O evangelho diz respeito a toda a criação de Deus, originalmente boa e agora caída. Para Kuyper, essa perspectiva fornece um ímpeto poderoso para seguir a Cristo fiel e plenamente, tanto na própria vida individual quanto corporativamente, como corpo de Cristo em toda a sociedade.

Um evangelho holístico

O hino de Isaac Watts “Joy to the World” [Alegria ao mundo] declara que Cristo, o Rei, “vem para fazer suas bênçãos fluírem/ até onde a maldição é encontrada”. Esta é uma das percepções escriturísticas centrais que animam a visão sócio-teológica de Kuyper. A graça — seja a que preserva (a graça comum), seja a que salva (a graça especial) — abrange toda a vida. A ideia de que nossa salvação tem significado não apenas para a vida futura, mas também para nossas vidas aqui e agora é o que atraiu tantos cristãos para a cosmovisão kuyperiana, e deve continuar a nos inspirar hoje.

Contra a corrupção abrangente introduzida pela queda no pecado, Deus agiu para preservar o mundo e salvar um povo para si mesmo. Esse povo, por sua vez, é chamado a viver de forma redentora e sacrificial para a glória de Deus em seu mundo.
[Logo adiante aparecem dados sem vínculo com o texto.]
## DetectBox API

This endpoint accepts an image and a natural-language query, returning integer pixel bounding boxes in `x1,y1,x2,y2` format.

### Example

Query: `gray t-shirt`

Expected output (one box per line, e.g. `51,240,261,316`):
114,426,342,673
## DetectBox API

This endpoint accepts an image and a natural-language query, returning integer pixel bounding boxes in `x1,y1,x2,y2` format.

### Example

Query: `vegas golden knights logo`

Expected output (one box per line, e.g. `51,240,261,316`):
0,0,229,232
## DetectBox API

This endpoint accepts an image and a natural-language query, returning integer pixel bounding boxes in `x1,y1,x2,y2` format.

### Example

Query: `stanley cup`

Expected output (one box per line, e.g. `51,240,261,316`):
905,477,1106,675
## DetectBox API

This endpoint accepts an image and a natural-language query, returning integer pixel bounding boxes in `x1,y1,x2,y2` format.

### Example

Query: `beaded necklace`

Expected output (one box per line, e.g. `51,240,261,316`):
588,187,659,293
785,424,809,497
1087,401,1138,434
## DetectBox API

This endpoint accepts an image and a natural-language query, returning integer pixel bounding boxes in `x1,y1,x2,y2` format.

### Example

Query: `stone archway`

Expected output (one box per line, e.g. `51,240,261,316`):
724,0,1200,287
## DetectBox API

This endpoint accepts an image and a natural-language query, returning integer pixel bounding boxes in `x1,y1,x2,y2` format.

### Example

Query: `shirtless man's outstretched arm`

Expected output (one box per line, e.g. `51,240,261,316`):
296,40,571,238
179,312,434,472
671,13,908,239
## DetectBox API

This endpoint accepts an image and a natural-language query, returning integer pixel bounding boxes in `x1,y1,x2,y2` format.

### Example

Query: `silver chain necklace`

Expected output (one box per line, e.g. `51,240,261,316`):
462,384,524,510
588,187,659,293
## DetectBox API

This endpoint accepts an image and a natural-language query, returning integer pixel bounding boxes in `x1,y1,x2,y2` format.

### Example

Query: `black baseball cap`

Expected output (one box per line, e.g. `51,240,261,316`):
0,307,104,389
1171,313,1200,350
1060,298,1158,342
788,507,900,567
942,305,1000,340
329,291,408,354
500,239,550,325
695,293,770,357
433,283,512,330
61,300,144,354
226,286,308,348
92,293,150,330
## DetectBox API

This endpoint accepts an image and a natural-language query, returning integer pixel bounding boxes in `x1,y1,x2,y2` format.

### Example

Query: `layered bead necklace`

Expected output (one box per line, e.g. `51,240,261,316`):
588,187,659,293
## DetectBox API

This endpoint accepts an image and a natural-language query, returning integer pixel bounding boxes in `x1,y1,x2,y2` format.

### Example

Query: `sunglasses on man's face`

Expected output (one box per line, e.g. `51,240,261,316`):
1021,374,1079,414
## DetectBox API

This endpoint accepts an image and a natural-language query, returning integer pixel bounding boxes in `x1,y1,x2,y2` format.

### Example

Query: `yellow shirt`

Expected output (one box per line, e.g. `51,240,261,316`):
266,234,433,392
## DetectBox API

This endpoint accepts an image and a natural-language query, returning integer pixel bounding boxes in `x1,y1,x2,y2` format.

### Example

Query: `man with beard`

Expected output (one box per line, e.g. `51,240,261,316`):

Isso significa que a igreja tem a tarefa de viver para o mundo, e não de procurar apenas sobreviver nele. Significa que os cristãos proclamam o evangelho como corpo, na adoração aos domingos, e vivem esse evangelho em suas vidas diárias. O evangelho também nos leva ao que Kuyper chamou de “crítica arquitetônica”, que é uma forma técnica de se referir a uma visão de mundo e de vida que traz as correções radicais da revelação especial para todos os aspectos da ordem criada, especialmente a ordem social.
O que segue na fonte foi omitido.